FEDERAL INCOME TAXES
- --------------------------------------------------------------------------------
The Bank provided $892,000 for federal income tax during the second
quarter of 1998 and $801,000 during the like period in 1997. The Bank provided
$1,790,000 for federal income tax during the six months ended June 30, 1998 and
$1,566,000 during the like period in 1997. Income before the provision for
federal income taxes increased for the compared periods resulting in a
corresponding increase in the provision for federal income taxes.
FINANCIAL RESOURCES AND LIQUIDITY
- --------------------------------------------------------------------------------
Financial institutions, such as Strongsville Savings, must ensure that
sufficient funds are available to meet deposit withdrawals, loan commitments and
expenses. Management of cash flows requires the anticipation of deposit flows
and loan payments. The Company's primary sources of funds are deposits, and loan
payments. The Bank uses the funds from deposit inflows and loan payments
primarily to originate loans and to purchase investment securities.
16
<PAGE> 18
At June 30, 1998, loans-in-process to be funded over a future period of
time totaled $43 million, and loan commitments or loans committed but not closed
totaled $50 million. Funding for these amounts is expected to be provided by the
sources described above. Management believes the Bank has adequate resources to
meet its normal funding requirements.
The Bank is a party to a credit agreement with the Federal Home Loan
Bank of Cincinnati whereby the Bank can obtain advances. The Bank had $27
million in advances outstanding at June 30, 1998.

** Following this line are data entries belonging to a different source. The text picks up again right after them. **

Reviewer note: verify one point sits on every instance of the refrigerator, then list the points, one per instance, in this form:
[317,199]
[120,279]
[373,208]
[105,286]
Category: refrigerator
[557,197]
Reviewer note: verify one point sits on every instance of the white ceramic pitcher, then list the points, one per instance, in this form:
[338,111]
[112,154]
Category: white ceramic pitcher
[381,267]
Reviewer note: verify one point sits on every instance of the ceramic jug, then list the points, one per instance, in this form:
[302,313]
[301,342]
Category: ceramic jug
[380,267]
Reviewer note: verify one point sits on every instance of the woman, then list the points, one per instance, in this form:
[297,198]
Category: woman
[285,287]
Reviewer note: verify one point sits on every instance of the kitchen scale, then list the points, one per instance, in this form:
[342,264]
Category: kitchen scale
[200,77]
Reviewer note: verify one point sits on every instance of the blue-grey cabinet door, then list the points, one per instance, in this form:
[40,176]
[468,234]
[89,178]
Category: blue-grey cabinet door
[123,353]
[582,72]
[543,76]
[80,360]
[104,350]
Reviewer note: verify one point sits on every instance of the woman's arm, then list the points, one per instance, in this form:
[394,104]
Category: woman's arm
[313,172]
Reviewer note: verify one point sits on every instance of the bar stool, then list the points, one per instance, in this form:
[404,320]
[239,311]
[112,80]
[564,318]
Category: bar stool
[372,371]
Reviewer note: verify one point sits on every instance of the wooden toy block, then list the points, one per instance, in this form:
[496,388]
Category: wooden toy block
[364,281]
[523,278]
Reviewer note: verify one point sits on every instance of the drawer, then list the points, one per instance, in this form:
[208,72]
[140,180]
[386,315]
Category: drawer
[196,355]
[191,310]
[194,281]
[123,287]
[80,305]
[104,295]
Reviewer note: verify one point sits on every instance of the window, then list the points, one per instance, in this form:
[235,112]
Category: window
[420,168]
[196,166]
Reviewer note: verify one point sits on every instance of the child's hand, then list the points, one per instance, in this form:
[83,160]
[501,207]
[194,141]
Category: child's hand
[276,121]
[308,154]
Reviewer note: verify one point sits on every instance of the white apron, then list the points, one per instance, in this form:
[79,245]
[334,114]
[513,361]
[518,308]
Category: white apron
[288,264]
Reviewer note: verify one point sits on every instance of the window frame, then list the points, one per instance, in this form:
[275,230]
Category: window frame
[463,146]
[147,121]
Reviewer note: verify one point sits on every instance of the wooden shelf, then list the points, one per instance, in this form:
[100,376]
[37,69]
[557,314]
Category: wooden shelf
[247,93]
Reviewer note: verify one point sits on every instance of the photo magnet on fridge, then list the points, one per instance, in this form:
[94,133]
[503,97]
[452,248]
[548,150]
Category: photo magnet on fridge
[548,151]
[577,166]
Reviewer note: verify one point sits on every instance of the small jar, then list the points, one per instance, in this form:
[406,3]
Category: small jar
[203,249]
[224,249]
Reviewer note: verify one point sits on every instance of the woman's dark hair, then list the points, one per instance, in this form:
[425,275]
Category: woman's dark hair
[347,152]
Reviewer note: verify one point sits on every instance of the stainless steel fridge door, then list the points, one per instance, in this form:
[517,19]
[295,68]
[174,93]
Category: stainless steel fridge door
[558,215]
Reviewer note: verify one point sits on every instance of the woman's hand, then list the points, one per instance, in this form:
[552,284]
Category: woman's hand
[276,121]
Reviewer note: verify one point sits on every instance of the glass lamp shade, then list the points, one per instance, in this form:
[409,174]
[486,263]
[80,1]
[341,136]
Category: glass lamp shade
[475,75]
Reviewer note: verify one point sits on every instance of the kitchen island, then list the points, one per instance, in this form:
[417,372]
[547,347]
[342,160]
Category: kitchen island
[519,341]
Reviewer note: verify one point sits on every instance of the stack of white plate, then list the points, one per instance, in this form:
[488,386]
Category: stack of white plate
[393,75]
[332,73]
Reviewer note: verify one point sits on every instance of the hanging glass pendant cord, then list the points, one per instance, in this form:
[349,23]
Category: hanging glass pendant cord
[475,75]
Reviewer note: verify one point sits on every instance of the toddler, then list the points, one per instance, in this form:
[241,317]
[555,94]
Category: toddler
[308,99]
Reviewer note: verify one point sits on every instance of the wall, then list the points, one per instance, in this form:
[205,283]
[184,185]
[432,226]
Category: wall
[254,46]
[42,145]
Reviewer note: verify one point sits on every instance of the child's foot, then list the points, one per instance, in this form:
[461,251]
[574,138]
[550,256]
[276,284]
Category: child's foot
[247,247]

For an analysis of Emerald's cash flows, refer to the Consolidated
Statements of Cash Flows on page 4. Management believes the Company has adequate
resources to meet its normal funding requirements.
SHAREHOLDERS' EQUITY
- --------------------------------------------------------------------------------
Shareholders' equity was $52.5 million at June 30, 1998, an increase of
$3,970,000, or 16.36%, annualized, during the first six months of 1998. This
increase was primarily the result of net income. Emerald paid dividends in the
first half of 1998 of 7.0(cent) per share, an increase of 16.67% over the
6.0(cent) per share dividend paid in the first half of 1997.
The Company's return on average assets was 1.21% and return on average
equity was 14.54% for the second quarter of 1998.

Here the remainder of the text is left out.